‘Penny Dreadful’ Premiere Not Dreadful In Ratings For Showtime, Topping ‘Homeland’ Debut

Penny Dreadful, the violent, Victorian-era horror series that debuted Sunday night, registered more than 1.4 million viewers for pay cable network Showtime, exceeding the number for the premiere of the hit Showtime series Homeland in 2011.

But Showtime also made the Penny Dreadful premiere available online two weeks in advance of Sunday night’s premiere, on the Showtime site as well as on YouTube. About 900,000 viewers watched it that way, bringing the total viewership of the premiere episode of the show starring Eva Green and Josh Hartnett to 2.3 million.

Of the 1.443 million who watched Penny Dreadful on Sunday night, either in its original time slot, in a later encore showing, on demand or through the Showtime Anytime app, 62 percent fell into the coveted 18-49 age demographic. Though as a premium cable service that depends on subscription fees rather than advertising, those numbers mean less than they would for a basic cable or over-the-air network.

Nonetheless, Penny Dreadful pulled in the highest proportion of viewers in the 18-49 range for any premiere on the network since the Showtime’s staple serial killer drama Dexter bowed in 2006, with a 65 percent viewership in the 18-49 range.

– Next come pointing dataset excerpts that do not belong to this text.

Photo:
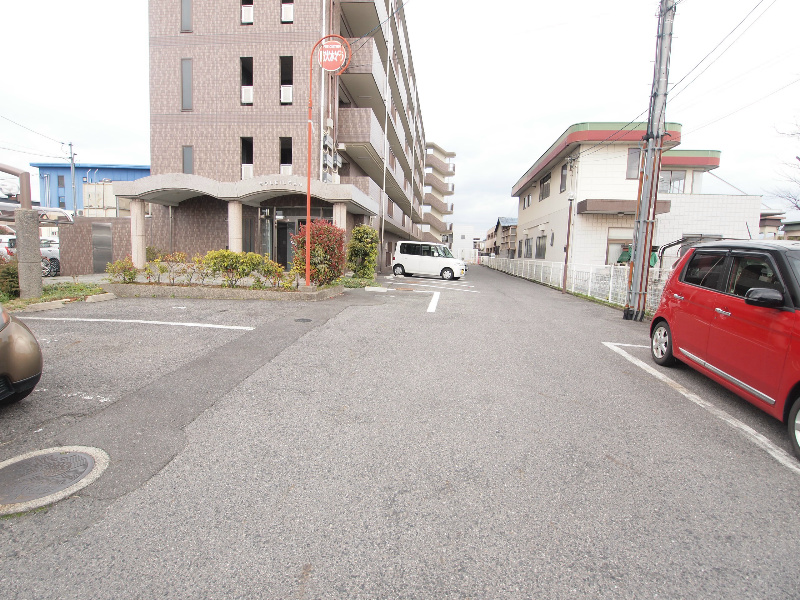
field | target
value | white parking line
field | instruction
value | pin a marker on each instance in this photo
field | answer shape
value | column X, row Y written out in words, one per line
column 439, row 287
column 783, row 457
column 434, row 301
column 173, row 324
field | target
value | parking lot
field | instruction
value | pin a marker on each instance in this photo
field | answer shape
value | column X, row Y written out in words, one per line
column 506, row 442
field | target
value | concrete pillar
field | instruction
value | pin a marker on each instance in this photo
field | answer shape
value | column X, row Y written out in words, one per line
column 29, row 258
column 138, row 238
column 340, row 215
column 235, row 226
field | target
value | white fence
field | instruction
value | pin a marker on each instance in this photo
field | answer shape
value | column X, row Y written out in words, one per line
column 608, row 283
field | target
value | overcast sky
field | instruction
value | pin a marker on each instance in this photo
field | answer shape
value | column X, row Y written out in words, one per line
column 498, row 83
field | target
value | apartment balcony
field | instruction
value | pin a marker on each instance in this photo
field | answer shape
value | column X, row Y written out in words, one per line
column 362, row 137
column 444, row 169
column 365, row 78
column 445, row 189
column 365, row 17
column 436, row 223
column 438, row 205
column 361, row 133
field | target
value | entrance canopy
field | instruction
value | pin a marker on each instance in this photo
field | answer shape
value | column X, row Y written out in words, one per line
column 171, row 189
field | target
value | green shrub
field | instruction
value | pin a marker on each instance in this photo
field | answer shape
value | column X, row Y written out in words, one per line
column 362, row 252
column 232, row 266
column 327, row 252
column 9, row 279
column 151, row 253
column 122, row 271
column 175, row 264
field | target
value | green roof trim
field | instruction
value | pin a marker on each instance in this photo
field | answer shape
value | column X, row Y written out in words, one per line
column 694, row 153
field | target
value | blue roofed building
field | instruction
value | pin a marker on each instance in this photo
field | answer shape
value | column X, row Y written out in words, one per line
column 55, row 182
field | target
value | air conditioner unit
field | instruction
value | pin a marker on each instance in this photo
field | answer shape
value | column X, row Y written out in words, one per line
column 286, row 92
column 247, row 15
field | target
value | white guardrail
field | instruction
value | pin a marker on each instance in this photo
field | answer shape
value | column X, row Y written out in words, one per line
column 608, row 283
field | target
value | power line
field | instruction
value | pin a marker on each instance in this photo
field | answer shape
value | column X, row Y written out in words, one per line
column 32, row 153
column 31, row 130
column 379, row 26
column 746, row 106
column 718, row 45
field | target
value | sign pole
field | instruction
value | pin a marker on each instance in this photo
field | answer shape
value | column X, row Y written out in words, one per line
column 334, row 56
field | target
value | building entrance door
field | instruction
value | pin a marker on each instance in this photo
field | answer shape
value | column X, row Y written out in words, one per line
column 284, row 251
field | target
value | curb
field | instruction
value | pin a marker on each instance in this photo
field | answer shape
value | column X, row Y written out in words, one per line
column 144, row 290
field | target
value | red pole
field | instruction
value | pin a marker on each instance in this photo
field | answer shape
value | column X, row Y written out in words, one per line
column 308, row 169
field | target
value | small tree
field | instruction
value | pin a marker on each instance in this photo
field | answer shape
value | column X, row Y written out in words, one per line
column 362, row 252
column 327, row 252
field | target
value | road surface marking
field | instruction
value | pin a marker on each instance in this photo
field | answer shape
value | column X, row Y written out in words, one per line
column 434, row 301
column 173, row 324
column 439, row 287
column 783, row 457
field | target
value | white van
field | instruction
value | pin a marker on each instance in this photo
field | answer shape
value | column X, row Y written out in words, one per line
column 425, row 258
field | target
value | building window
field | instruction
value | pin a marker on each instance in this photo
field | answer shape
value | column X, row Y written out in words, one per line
column 247, row 79
column 186, row 84
column 287, row 79
column 287, row 11
column 544, row 187
column 286, row 156
column 671, row 182
column 60, row 192
column 634, row 156
column 247, row 12
column 188, row 160
column 247, row 158
column 541, row 246
column 186, row 15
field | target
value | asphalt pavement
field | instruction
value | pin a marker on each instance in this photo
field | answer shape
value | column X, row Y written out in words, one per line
column 383, row 445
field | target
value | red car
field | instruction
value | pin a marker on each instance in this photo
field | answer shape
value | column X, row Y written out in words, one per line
column 731, row 310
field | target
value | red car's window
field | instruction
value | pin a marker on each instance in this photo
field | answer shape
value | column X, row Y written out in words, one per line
column 706, row 270
column 753, row 272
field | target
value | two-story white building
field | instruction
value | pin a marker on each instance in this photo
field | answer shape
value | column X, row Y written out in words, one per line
column 581, row 196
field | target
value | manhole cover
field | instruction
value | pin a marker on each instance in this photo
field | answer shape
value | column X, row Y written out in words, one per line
column 45, row 476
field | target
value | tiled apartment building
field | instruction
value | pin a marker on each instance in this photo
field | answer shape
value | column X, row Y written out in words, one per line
column 439, row 168
column 583, row 192
column 229, row 95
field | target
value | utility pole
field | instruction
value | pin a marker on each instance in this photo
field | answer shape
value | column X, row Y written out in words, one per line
column 648, row 176
column 72, row 175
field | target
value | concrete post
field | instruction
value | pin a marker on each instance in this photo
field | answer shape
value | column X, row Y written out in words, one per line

When it aired in its scheduled time slot of 10 pm Sunday, the Penny Dreadful premiere attracted 872,000 viewers, a significant drop from the premiere of the Liev Schreiber-starring crime drama Ray Donovan on Showtime in June 2013.

Penny Dreadful was created by 52-year-old playwright and screenwriter John Logan, who was twice-nominated for Oscars in 2000 and 2004 for his part in the screenplays to the films Gladiator and The Aviator.

Sam Mendes, Oscar-winning director of American Beauty who also directed the latest James Bond film Skyfall, acts as executive producer on Penny Dreadful.

The show takes its title from the lurid fiction magazine popular in the Britain on the late 19th century, which featured “dreadful” sensationalistic tales serializes over a number of weeks, with each issue selling for a penny.